During nitric oxide signaling, type Iα cGMP-dependent protein kinase (PKGIα) activates myosin light chain (MLC) phosphatase through an interaction with the 130-kDa myosin targeting subunit (MYPT1), leading to dephosphorylation of 20-kDa MLC and vasodilatation.

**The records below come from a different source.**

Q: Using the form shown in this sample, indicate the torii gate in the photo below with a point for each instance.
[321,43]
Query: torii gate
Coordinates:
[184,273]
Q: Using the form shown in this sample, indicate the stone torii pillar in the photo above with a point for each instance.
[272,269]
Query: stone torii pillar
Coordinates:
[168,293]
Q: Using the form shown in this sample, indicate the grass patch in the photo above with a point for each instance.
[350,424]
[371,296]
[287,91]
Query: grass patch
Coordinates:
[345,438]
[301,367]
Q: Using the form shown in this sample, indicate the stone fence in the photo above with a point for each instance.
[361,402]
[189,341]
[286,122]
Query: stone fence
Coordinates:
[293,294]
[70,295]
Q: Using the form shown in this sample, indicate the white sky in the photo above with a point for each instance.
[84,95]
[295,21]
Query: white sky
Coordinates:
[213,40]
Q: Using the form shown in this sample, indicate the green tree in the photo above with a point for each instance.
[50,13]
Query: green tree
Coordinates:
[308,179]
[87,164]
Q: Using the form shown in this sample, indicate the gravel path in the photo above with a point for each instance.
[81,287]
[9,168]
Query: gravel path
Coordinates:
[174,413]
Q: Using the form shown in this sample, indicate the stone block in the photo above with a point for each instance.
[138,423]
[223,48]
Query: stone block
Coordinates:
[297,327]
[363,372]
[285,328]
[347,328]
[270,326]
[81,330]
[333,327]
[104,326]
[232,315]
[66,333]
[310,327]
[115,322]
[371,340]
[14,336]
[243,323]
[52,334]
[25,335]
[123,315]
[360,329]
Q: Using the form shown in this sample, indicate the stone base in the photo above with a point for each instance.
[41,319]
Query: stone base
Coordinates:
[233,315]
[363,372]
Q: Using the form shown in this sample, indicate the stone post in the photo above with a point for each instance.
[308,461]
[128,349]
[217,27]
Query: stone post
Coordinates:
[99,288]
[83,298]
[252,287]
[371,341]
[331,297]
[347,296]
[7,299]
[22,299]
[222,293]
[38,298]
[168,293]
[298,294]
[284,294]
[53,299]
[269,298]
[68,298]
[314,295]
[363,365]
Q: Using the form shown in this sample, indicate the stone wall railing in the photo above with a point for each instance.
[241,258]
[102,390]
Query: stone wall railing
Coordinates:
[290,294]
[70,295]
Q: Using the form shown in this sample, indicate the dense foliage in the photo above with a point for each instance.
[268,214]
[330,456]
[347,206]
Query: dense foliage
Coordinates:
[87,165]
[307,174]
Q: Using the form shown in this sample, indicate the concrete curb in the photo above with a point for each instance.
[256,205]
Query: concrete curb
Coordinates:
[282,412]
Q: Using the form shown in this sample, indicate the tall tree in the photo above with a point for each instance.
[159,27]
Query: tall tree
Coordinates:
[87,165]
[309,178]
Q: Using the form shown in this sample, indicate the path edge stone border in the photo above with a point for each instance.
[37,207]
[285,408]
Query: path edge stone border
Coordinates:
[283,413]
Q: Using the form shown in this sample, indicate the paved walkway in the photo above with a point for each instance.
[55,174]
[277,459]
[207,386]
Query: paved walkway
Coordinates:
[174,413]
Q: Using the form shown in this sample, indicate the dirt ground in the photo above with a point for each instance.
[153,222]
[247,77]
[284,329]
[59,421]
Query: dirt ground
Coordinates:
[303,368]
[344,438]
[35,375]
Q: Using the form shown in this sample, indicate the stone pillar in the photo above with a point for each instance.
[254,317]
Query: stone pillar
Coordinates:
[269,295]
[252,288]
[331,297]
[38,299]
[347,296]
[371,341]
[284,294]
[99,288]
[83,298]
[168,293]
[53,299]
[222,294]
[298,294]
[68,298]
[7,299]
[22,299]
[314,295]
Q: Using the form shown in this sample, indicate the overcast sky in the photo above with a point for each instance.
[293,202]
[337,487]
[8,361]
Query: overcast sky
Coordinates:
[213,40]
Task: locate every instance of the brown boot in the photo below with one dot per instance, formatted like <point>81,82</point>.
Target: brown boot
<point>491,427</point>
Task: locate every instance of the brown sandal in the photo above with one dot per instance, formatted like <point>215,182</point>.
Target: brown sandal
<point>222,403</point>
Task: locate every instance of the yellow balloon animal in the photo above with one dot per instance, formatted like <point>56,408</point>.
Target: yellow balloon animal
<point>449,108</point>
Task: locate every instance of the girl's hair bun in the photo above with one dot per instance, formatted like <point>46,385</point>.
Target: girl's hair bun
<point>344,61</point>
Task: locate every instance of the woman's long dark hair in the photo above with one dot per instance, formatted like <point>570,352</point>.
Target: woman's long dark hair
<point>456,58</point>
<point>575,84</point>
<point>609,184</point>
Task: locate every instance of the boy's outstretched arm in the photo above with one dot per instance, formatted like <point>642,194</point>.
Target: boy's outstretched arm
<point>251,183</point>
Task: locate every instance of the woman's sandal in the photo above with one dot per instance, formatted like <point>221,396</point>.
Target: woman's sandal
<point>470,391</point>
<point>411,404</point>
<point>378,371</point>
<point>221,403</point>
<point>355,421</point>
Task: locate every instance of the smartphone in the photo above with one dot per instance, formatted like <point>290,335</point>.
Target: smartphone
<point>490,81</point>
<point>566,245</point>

It has been suggested that the MYPT1-PKGIα interaction is mediated by the COOH-terminal leucine zipper (LZ) of MYPT1 and the NH₂-terminal LZ of PKGIα (HK Surks and ME Mendelsohn. Cell Signal 15: 937-944, 2003; HK Surks et al. Science 286: 1583-1587, 1999), but we previously showed that PKGIα interacts with LZ-positive (LZ+) and LZ-negative (LZ-) MYPT1 isoforms (13). Interestingly, PKGIα is known to preferentially bind to RR and RK motifs (WR Dostmann et al. Proc Natl Acad Sci USA 97: 14772-14777, 2000), and there is an RK motif within the aa 888-928 sequence of MYPT1 in LZ+ and LZ- isoforms. Thus, to localize the domain of MYPT1 important for the MYPT1-PKGIα interaction, we designed four MYPT1 fragments that contained both the aa 888-928 sequence and the downstream LZ domain (MYPT1FL), lacked both the aa 888-928 sequence and the LZ domain (MYPT1TR), lacked only the aa 888-928 sequence (MYPT1SO), or lacked only the LZ domain (MYPT1TR2). Using coimmunoprecipitation, we found that only the fragments containing the aa 888-928 sequence (MYPT1FL and MYPT1TR2) were able to form a complex with PKGIα in avian smooth muscle tissue lysates. Furthermore, mutations of the RK motif at aa 916-917 (R⁹¹⁶K ⁹¹⁷) to AA decreased binding of MYPT1 to PKGIα in chicken gizzard lysates; these mutations had no effect on binding in chicken aorta lysates. However, mutation of R⁹¹⁶K⁹¹⁷ to E ⁹¹⁶E⁹¹⁷ eliminated binding, suggesting that one factor important for the PKGIα-MYPT1 interaction is the charge at aa 916-917. These results suggest that, during cGMP-mediated signaling, aa 888-928 of MYPT1 mediate the PKGIα-MYPT1 interaction.